Your question may come from an audio problem. My home stereo puts out 240 W into an 8 ohm impedance speaker. I want my car stereo with only 12 volts available to also put out 240 W. Obviously that will require 20 Amps of current. And to get that 20 Amps the speaker impedance would have to be down around 0.6 ohms. (You can work back and find that the home stereo must have a roughly 44 volt supply).
You can make these results happen in the referenced calculator by resetting between calculations. Its internal logic isn't clever enough to deal with serial changes in values.
As I said in a reply to one of your other posts, a transformer can be used to couple a speaker impedance to an amplifier that delivers its maximum power into a different impedance, but solid-state amplifiers normally avoid transformers and are designed to drive a "normal" impedance (like 4 or 8 ohms) directly. (Designing a good transformer for the 10-octave range required for high-fidelity audio is a difficult problem, and good audio transformers are heavy and expensive.)

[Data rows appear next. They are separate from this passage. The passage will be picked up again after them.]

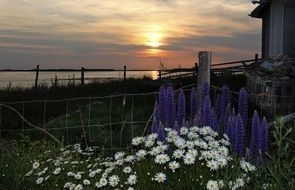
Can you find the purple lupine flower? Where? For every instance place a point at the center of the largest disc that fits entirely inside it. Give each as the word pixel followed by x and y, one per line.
pixel 155 124
pixel 215 124
pixel 176 126
pixel 225 100
pixel 205 90
pixel 232 128
pixel 197 120
pixel 162 104
pixel 161 132
pixel 206 115
pixel 193 103
pixel 227 116
pixel 204 93
pixel 265 135
pixel 243 105
pixel 218 106
pixel 170 107
pixel 239 136
pixel 181 108
pixel 256 137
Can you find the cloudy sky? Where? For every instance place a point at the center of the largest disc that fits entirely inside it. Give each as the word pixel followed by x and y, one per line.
pixel 113 33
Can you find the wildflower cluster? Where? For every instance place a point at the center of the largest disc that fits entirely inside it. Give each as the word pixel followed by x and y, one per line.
pixel 222 118
pixel 195 151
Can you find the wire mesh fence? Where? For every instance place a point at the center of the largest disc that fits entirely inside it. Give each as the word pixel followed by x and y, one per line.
pixel 109 121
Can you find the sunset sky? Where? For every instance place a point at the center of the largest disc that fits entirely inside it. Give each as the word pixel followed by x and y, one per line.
pixel 113 33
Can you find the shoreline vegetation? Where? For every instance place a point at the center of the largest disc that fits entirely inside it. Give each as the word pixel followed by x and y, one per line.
pixel 19 153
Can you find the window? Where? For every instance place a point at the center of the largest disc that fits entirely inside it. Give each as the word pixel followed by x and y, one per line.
pixel 289 30
pixel 278 94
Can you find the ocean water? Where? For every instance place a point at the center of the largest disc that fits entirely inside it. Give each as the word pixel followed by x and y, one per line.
pixel 27 79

As part of that design, you can select the DC voltage applied to the amplifier, possibly using a switch-mode power supply to obtain the desired voltage from a 12 V car system, or the 170 V DC available after rectifying the 120 V AC line. In the line-driven case, the transformer required to isolate the amplifier from the mains runs at a much higher frequency than 60 Hz, and can be far lighter.
That's how car audio amplifiers work. They have a switching power supply that converts 12V into + and - rails of sufficient voltage to push the rated power through the impedance of the speakers.
Would the continuous power still be limited by the power source's voltage and amperage? Our other discussion was about class D amp chips and the continuous ratings in power you see on Amazon with these class D chips in home audio systems powered by DC. I mean the maximum wattage a 24V 5A power supply can deliver is 120 watts and no resistance.
One of them states the class D 3116D Texas Instruments can put out 200 watts total "RMS" out of a 24V 5A power supply. I'm calling bullshit.
Would the continuous power still be limited by the power source's voltage and amperage? Our other discussion was about class D amp chips and the continuous ratings in power you see on Amazon with these class D chips in home audio systems powered by DC. I mean the maximum wattage a 24V 5A power supply can deliver is 120 watts and no resistance.
One of them states the class D 3116D Texas Instruments can put out 200 watts total "RMS" out of a 24V 5A power supply. I'm calling bullshit.
Yes you can't get something for nothing. The RMS wattage the amp delivers cannot exceed the power that it draws from the power supply.
| @ 8 ohms: 72 watts total | 8 Ohms across 24V gives 3A. 3A@24V gives 72W |
| @ 4 ohms: 100 watts total | 4 Ohms across 24V gives 6A - but the supply can only give 5A Power is: I2.R = 5*5*4 which gives 100W (V=I.R which is 20V - a 4V voltage sag) |
| @ 2 ohms: 50 watts total <----What? | 2 Ohms across 24V gives 12A - not going to happen. The supply can only give 5A. Power is: I2.R = 5*5*2 which gives 50W (V=I.R which is 10V - a 14V voltage sag) |
And I^2 R losses in the wiring (including speaker leads & connectors) comes into play.